Blog
LLM
Cost Optimization
AI Engineering
Prompt Caching

Cost control for LLM apps: tokens, caching, and model choice

A team we talked to was paying to resend the same 6,000-token system prompt on every single request - the model re-read their entire policy manual thousands of times a day. Their bill was mostly repetition, not intelligence. LLM cost is not a mystery; it is a small number of habits. Here are the ones that move the bill.

June 27, 2026
·7 min read·Yeda AI Team

A team we talked to was resending the same 6,000-token system prompt on every request. The model re-read their entire policy manual thousands of times a day, and they paid full price for it each time. Their bill was mostly repetition, not intelligence. That is the useful thing about LLM cost: it is rarely a mystery and almost never about being "too popular." It comes down to a handful of habits, and once you can read the bill, each one has an obvious fix.

Read the token bill first

Every LLM charge decomposes into three numbers: input tokens (everything you send - system prompt, context, history, the user's message), output tokens (everything the model generates), and how many times you make the call. Output tokens typically cost several times more per token than input tokens. Multiply those out across a day of real traffic and the shape of your bill appears - and it is almost always lopsided, with one of the three dwarfing the others. You cannot cut a cost you have not located, so start by finding which number is carrying the bill.

Once you can see the split, the fixes stop being guesswork. A bill dominated by input tokens is a context problem - you are sending too much, too often. One dominated by output tokens is a verbosity or format problem. One dominated by call count is an architecture problem - you are making trips you could batch or avoid. Each points at a different lever below.

The levers that actually move the bill

Cache the stable prefix

Your system prompt, instructions, and few-shot examples are usually identical on every request. Prompt caching lets the provider reuse the work of reading that prefix instead of charging full price to re-read it each time. When the fixed part is large and the variable part is small, this is the single biggest lever - often a majority of the bill.

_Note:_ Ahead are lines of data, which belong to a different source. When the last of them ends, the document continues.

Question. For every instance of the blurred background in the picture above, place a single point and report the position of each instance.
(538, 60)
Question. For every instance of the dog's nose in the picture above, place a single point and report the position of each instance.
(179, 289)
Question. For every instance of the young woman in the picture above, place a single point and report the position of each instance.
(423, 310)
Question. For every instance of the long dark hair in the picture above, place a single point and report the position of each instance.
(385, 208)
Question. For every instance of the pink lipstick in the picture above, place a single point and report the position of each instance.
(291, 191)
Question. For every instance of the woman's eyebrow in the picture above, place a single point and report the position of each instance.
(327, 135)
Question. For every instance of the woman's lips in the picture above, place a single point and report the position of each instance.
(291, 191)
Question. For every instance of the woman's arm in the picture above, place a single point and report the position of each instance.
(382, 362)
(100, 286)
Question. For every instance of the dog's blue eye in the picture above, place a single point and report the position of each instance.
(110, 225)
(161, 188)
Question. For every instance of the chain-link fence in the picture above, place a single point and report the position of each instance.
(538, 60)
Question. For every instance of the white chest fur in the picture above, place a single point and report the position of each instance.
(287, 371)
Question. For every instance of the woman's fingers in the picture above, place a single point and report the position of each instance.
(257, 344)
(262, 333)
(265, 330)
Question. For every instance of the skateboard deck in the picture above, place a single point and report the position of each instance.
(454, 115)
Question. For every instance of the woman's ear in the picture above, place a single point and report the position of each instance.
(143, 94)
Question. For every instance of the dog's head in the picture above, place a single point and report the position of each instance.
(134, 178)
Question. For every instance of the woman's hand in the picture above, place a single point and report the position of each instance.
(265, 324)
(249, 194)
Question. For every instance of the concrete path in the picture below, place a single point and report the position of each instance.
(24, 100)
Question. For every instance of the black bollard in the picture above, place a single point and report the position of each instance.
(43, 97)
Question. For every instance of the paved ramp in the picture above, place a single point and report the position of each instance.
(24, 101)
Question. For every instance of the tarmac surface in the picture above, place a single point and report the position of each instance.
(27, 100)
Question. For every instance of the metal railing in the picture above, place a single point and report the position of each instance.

Right-size the model per task

Not every call needs your most capable model. Classification, extraction, and routing often run just as well on a smaller, cheaper model at a fraction of the per-token cost. Reserve the frontier model for the steps that actually need reasoning, and route the rest down. A two-tier setup can cut spend hard with no visible quality loss.

Stop sending tokens you do not use

Retrieval that dumps twenty documents into context when three would answer the question pays for seventeen every time. Trim the context to what the task needs, cap conversation history instead of resending the whole thread, and drop boilerplate the model never reads. Input tokens are tokens - a bloated prompt is a recurring charge.

Bound the output

Output tokens usually cost several times more than input tokens, so a model that rambles is expensive twice over: you pay the premium rate and you wait longer. Ask for the format you need - a value, a short list, structured JSON - and set a max length. "Be concise" is a cost control, not just a style note.

Caching is the one most teams miss

Of the four, prompt caching is the one that most often goes unused, because it is invisible until you look for it. If your prompts start with a large, identical block - and most production prompts do - you are very likely paying to re-read that block on every single call. Providers expose caching precisely for this: mark the stable prefix once, and repeat requests reuse it at a steep discount. The team resending their 6,000-token manual did not need a smaller manual. They needed to stop paying to re-read the same one thousands of times a day.

Spend where it buys quality

Cost control is not about buying the cheapest model and hoping. It is about matching spend to where it changes the answer. Use the capable, expensive model on the reasoning-heavy step that genuinely needs it, and route the mechanical steps - classification, extraction, formatting - to something smaller. The mistake in both directions is uniformity: paying frontier prices for tasks a small model nails, or forcing a weak model onto the one step that actually needed the strong one and paying for it in reruns and bad output.

None of this trades quality for savings, which is why it is worth doing before you negotiate rates or re-architect anything. Caching a prefix, trimming dead context, bounding output, and sending the right-sized model each do their job while making responses faster. Read the bill, find the lopsided number, and pull the lever that matches it - usually the bill drops well before quality does.